Swiss Chard, Ford Hook

                                                                                                                                                                                                                                                                                                                                                                    Print This

Geography/History:
We’ve become accustomed to thinking about vegetables as great sources of phytonutrients. Indeed they are! But we don’t always appreciate how unique each vegetable can be in terms of its phytonutrient content. Recent research has shown that chard leaves contain at least 13 different polyphenol antioxidants, including kaempferol, the cardioprotective flavonoid that’s also found in broccoli, kale, strawberries, and other foods.

Nutritional Value:
Swiss chard, which is also known as white beet, strawberry spinach, seakale beet, leaf beet, Sicilian beet, spinach beet, Chilean beet, Roman kale, perpetual spinach, silverbeet and mangold (and that’s just in English!) is bursting with nutrients, including vitamins K, A, C and E, plus several B vitamins, magnesium, manganese, potassium, iron and dietary fiber.

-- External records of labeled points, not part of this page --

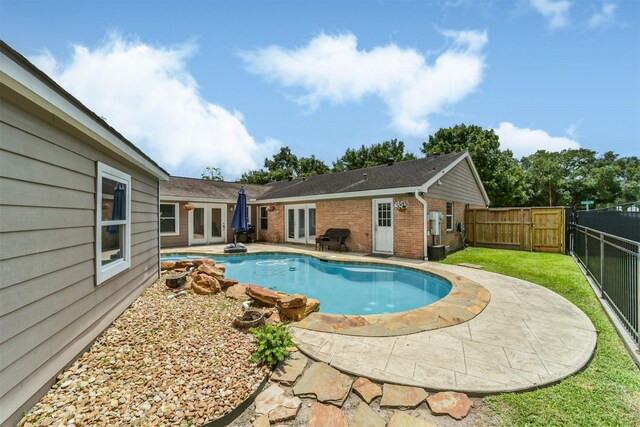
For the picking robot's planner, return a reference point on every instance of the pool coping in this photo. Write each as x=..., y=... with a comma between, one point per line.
x=466, y=300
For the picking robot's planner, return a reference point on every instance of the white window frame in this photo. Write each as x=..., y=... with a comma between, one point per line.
x=106, y=272
x=176, y=230
x=446, y=222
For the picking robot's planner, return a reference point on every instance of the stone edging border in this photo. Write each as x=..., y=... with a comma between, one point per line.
x=228, y=418
x=466, y=300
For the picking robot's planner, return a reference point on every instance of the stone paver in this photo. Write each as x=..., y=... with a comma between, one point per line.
x=262, y=421
x=325, y=383
x=290, y=369
x=366, y=417
x=366, y=389
x=456, y=405
x=527, y=336
x=400, y=419
x=277, y=404
x=327, y=415
x=398, y=396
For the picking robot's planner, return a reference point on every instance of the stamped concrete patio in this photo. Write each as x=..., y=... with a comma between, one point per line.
x=526, y=337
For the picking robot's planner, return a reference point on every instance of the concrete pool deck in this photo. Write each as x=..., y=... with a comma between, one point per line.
x=526, y=337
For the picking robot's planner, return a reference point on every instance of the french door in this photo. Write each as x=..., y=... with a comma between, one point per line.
x=207, y=224
x=300, y=221
x=383, y=226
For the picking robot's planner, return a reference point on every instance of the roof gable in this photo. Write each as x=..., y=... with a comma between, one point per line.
x=407, y=174
x=179, y=187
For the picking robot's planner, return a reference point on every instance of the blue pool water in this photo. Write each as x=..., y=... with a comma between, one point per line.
x=340, y=288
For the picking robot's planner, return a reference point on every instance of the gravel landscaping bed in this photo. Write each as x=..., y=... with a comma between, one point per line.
x=162, y=362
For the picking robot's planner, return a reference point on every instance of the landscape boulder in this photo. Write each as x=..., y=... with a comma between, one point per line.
x=263, y=295
x=292, y=301
x=298, y=313
x=167, y=265
x=203, y=284
x=205, y=261
x=210, y=270
x=226, y=283
x=183, y=264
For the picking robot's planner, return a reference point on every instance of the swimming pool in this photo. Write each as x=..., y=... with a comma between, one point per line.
x=341, y=288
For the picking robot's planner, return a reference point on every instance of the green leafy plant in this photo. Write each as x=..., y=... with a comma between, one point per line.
x=273, y=344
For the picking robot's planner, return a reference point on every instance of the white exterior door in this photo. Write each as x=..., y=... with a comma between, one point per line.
x=300, y=223
x=383, y=226
x=207, y=224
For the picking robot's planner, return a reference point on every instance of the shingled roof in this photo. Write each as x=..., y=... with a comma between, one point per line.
x=410, y=173
x=199, y=188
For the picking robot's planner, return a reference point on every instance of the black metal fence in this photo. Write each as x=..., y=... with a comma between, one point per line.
x=613, y=262
x=619, y=220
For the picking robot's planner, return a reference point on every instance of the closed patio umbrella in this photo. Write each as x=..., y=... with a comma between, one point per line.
x=240, y=222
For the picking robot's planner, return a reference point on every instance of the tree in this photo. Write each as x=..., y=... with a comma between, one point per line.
x=374, y=155
x=570, y=176
x=212, y=173
x=259, y=176
x=546, y=181
x=309, y=166
x=630, y=185
x=285, y=165
x=502, y=177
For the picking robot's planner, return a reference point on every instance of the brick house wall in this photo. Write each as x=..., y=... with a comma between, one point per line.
x=450, y=238
x=408, y=236
x=354, y=214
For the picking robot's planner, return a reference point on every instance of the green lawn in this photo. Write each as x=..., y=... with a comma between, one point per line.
x=607, y=393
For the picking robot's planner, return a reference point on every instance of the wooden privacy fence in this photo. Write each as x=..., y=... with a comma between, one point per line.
x=526, y=229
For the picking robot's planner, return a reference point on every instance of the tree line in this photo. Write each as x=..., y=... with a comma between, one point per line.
x=544, y=178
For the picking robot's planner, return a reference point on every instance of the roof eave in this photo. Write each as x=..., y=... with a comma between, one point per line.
x=346, y=195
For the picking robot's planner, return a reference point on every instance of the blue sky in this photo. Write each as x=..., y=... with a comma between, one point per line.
x=217, y=83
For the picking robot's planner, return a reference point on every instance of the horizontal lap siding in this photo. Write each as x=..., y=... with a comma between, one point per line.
x=459, y=185
x=50, y=307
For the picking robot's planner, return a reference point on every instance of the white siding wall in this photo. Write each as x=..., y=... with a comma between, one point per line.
x=50, y=308
x=458, y=185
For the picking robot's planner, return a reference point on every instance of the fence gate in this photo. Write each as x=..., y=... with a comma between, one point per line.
x=538, y=229
x=548, y=230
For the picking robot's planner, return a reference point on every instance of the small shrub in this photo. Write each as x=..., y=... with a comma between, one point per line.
x=273, y=344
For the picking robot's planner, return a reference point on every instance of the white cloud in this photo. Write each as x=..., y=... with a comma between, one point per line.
x=556, y=12
x=523, y=141
x=603, y=17
x=333, y=69
x=148, y=95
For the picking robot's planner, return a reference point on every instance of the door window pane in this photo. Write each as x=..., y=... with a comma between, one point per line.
x=301, y=222
x=264, y=218
x=291, y=223
x=384, y=214
x=449, y=215
x=312, y=222
x=198, y=223
x=216, y=222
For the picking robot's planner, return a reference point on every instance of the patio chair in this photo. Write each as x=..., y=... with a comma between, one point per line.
x=333, y=238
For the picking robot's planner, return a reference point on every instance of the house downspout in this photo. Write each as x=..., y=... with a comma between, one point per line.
x=424, y=222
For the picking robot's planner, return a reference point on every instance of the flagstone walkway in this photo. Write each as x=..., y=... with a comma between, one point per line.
x=526, y=337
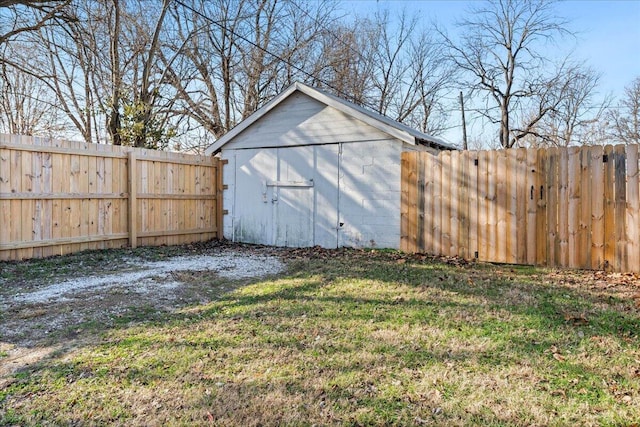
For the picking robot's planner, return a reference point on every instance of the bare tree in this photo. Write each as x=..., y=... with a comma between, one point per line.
x=26, y=105
x=500, y=51
x=625, y=119
x=573, y=110
x=29, y=15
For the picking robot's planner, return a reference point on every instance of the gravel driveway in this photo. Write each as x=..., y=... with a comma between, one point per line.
x=49, y=304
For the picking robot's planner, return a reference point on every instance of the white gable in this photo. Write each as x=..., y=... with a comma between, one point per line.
x=302, y=120
x=302, y=115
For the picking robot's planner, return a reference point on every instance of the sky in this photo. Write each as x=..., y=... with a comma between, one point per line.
x=606, y=33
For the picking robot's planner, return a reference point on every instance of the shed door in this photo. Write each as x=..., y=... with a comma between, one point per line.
x=293, y=198
x=287, y=196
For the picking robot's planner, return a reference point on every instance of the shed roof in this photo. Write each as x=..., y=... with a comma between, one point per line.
x=378, y=121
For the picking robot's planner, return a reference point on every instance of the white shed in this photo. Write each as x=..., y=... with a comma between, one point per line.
x=310, y=169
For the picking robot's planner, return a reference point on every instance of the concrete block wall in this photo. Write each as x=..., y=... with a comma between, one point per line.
x=370, y=194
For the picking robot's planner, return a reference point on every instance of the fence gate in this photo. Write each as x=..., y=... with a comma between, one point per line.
x=574, y=207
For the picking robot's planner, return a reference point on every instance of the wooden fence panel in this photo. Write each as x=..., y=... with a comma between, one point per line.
x=575, y=207
x=633, y=209
x=597, y=207
x=58, y=197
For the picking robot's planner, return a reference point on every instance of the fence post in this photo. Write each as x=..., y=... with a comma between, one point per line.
x=220, y=187
x=132, y=175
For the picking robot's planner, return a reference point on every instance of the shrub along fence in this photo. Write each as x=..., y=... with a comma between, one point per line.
x=574, y=207
x=58, y=197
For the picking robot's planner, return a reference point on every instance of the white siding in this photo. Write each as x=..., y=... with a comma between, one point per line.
x=301, y=120
x=300, y=140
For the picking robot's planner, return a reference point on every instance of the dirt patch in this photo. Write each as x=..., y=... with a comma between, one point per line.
x=46, y=305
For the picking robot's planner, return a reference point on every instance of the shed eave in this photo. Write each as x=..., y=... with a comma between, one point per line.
x=384, y=124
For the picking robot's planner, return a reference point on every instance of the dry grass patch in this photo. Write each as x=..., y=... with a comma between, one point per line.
x=357, y=338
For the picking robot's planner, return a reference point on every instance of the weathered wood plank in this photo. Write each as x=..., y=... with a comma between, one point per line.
x=412, y=225
x=620, y=179
x=597, y=207
x=454, y=202
x=404, y=202
x=532, y=205
x=521, y=206
x=562, y=253
x=133, y=202
x=633, y=210
x=584, y=233
x=428, y=202
x=463, y=205
x=609, y=209
x=541, y=208
x=574, y=194
x=437, y=207
x=500, y=211
x=473, y=192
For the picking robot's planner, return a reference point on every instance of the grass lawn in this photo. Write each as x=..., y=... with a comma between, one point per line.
x=357, y=338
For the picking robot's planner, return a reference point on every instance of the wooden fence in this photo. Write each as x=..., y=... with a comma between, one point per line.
x=574, y=207
x=58, y=197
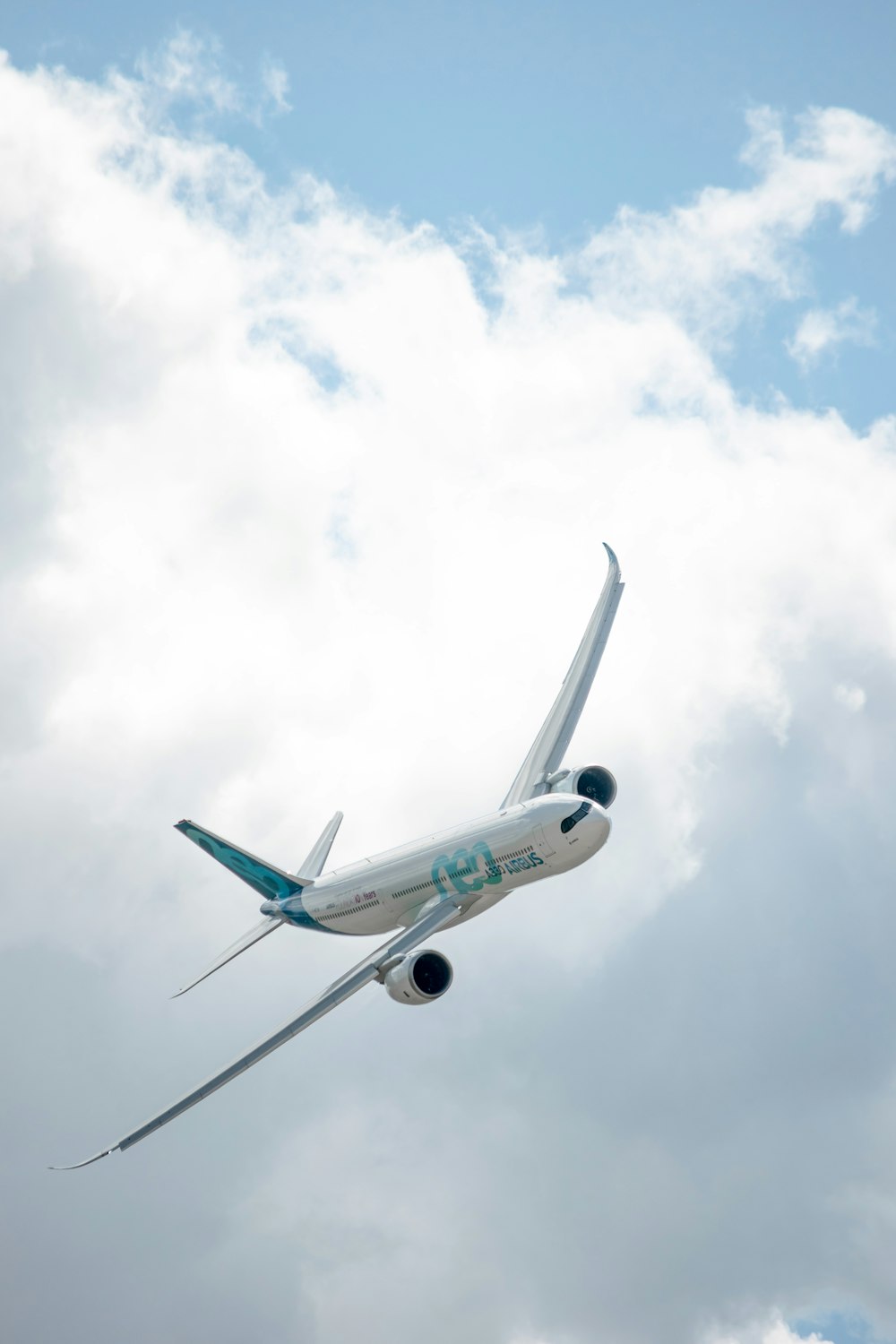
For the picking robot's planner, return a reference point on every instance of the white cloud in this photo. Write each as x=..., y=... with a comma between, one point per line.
x=304, y=511
x=711, y=261
x=850, y=696
x=821, y=328
x=772, y=1332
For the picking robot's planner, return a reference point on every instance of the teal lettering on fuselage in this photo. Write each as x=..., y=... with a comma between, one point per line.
x=470, y=870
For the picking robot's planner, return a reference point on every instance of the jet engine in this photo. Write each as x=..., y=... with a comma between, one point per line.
x=419, y=978
x=589, y=781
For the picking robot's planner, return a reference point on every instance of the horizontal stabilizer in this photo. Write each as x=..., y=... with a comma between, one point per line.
x=269, y=882
x=254, y=935
x=314, y=866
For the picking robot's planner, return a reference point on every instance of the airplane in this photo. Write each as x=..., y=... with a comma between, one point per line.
x=551, y=820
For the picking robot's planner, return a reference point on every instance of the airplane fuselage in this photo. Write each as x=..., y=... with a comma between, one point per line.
x=476, y=865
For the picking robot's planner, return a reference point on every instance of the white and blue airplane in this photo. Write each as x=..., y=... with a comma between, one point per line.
x=551, y=820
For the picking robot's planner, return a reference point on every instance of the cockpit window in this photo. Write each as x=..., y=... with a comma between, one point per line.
x=573, y=820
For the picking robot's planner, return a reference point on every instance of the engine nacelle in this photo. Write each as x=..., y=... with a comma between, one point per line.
x=419, y=978
x=589, y=781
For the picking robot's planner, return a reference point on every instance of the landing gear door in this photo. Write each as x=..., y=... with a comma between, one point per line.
x=543, y=843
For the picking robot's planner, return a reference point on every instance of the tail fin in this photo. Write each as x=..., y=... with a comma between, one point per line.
x=263, y=878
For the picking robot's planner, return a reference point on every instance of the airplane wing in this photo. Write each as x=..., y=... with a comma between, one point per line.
x=549, y=746
x=336, y=994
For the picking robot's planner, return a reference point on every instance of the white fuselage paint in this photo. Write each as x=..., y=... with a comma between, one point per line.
x=476, y=865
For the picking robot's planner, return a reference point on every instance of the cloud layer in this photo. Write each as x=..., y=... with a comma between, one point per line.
x=303, y=510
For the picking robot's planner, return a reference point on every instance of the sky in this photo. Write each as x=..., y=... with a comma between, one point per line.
x=333, y=344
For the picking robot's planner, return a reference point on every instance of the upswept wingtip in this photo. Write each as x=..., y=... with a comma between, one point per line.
x=86, y=1161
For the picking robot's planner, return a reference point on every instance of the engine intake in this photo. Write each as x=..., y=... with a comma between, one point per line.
x=589, y=781
x=419, y=978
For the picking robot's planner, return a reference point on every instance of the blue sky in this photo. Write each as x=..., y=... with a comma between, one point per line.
x=705, y=1067
x=533, y=116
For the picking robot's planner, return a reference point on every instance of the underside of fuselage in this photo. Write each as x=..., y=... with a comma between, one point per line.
x=476, y=865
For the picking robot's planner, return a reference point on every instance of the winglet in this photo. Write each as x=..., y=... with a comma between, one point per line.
x=86, y=1161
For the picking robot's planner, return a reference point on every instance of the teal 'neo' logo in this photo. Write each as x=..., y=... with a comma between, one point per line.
x=470, y=870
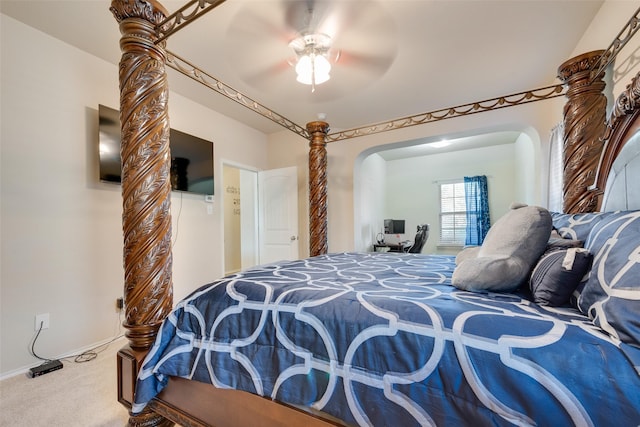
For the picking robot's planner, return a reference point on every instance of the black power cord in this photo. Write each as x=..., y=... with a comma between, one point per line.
x=85, y=356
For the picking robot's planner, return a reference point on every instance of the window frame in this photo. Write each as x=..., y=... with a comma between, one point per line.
x=458, y=227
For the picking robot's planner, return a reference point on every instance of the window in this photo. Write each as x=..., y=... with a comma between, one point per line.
x=453, y=214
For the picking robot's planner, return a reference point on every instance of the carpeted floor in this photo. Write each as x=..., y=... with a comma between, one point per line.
x=80, y=394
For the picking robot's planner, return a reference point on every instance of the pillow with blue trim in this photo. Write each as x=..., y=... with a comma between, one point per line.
x=610, y=296
x=557, y=274
x=576, y=226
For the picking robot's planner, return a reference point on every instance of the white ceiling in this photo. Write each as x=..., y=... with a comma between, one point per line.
x=398, y=57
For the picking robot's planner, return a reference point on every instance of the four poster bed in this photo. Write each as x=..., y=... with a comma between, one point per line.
x=384, y=339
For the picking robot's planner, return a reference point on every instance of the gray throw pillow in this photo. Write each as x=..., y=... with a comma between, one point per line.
x=509, y=252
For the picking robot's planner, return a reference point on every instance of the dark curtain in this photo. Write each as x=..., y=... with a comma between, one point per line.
x=477, y=204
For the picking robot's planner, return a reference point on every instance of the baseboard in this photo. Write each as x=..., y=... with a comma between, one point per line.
x=23, y=370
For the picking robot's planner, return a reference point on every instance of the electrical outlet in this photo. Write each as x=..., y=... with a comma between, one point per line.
x=42, y=320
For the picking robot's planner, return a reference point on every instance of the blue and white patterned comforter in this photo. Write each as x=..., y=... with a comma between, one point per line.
x=384, y=339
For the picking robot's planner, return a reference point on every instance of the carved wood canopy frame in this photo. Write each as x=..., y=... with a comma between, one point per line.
x=146, y=190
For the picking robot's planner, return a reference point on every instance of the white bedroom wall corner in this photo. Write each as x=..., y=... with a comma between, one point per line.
x=64, y=229
x=527, y=162
x=369, y=194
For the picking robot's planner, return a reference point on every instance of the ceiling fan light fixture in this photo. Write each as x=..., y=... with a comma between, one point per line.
x=313, y=69
x=312, y=66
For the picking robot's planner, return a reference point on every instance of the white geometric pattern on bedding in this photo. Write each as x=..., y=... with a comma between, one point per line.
x=383, y=339
x=611, y=293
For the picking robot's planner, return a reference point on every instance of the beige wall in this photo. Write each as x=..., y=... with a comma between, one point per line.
x=61, y=227
x=535, y=120
x=413, y=193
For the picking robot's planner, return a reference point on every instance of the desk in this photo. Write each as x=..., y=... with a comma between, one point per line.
x=390, y=247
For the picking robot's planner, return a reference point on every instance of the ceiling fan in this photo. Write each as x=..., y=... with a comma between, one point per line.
x=355, y=39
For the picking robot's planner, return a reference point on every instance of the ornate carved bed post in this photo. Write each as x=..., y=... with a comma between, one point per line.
x=318, y=187
x=584, y=126
x=146, y=189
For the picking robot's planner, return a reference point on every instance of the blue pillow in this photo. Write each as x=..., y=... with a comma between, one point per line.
x=557, y=274
x=611, y=293
x=576, y=226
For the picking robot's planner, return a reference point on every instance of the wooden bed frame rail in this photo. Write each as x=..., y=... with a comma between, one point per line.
x=146, y=192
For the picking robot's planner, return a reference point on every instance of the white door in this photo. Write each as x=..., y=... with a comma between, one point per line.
x=278, y=218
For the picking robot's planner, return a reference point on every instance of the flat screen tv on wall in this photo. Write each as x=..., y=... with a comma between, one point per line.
x=191, y=157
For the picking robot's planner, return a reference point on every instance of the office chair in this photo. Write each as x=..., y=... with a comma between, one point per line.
x=421, y=238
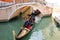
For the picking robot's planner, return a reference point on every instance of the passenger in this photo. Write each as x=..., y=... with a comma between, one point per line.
x=35, y=13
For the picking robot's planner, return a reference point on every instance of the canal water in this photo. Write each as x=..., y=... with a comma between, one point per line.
x=43, y=30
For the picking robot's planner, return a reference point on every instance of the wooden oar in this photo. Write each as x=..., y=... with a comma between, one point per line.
x=14, y=35
x=53, y=22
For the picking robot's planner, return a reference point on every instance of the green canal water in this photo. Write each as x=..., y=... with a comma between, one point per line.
x=43, y=30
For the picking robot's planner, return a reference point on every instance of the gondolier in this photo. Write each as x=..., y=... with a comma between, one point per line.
x=28, y=25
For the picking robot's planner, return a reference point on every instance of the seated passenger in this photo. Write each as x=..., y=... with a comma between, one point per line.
x=35, y=13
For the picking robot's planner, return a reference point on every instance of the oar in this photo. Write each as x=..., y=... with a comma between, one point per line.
x=53, y=22
x=14, y=35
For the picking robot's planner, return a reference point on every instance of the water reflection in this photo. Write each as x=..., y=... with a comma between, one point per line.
x=51, y=33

Sun:                              Full
Spacing:                      8″
Height:                        10″ – 12”
Optimum Soil Ph:    6.5 to 6.8
Days To Maturity:    50 – 60
Sowing Method:       Outdoors

Planting/Growing Tips:

Planting

  • Plant chard seeds 2 to 3 weeks before the last spring frost date. Continue planting seeds at 10-day intervals for a month.
  • For a fall harvest, plant chard seeds again about 40 days before the first fall frost date.
  • Before planting, mix 1 cup of 5-10-10 fertilizer into the soil for every 20 feet of single row.
  • Plant the seeds 1/2 to 3/4 of inch deep in well-drained, rich, light  soil. Space the seeds about 18 inches apart in single rows or 10 to 18  inches apart in wide rows. Sow eight to ten seeds per foot of row.

 

Care

  • When the plants are 3 to 4 inches tall, thin them out so that they are 4 to 6 inches apart or 9 to 12 inches apart if the plants are larger.
  • Water the plants evenly to help them grow better. Water often during dry spells in the summer. You can also mulch the plants to help conserve moisture.
  • For the best quality, cut the plants back when they are about 1 foot tall. If the chard plants become overgrown, they lose their flavor.

 

Pests

  • Leaf minor
  • Slugs
  • Aphids

 

Harvest/Storage

  • You can start harvesting when the plants are 6 to 8 inches tall. Cut off the outer leaves 1-1/2 inches above the ground with a sharp knife.
  • If you harvest the leaves carefully, new leaves will grow and provide another harvest.
  • You can cut the ribs off the chard leaves and cook them like asparagus.
  • The rest of the leaves are eaten as greens. You can cook them like spinach or eat them raw.
  • You can store chard in the refrigerator in ventilated plastic bags.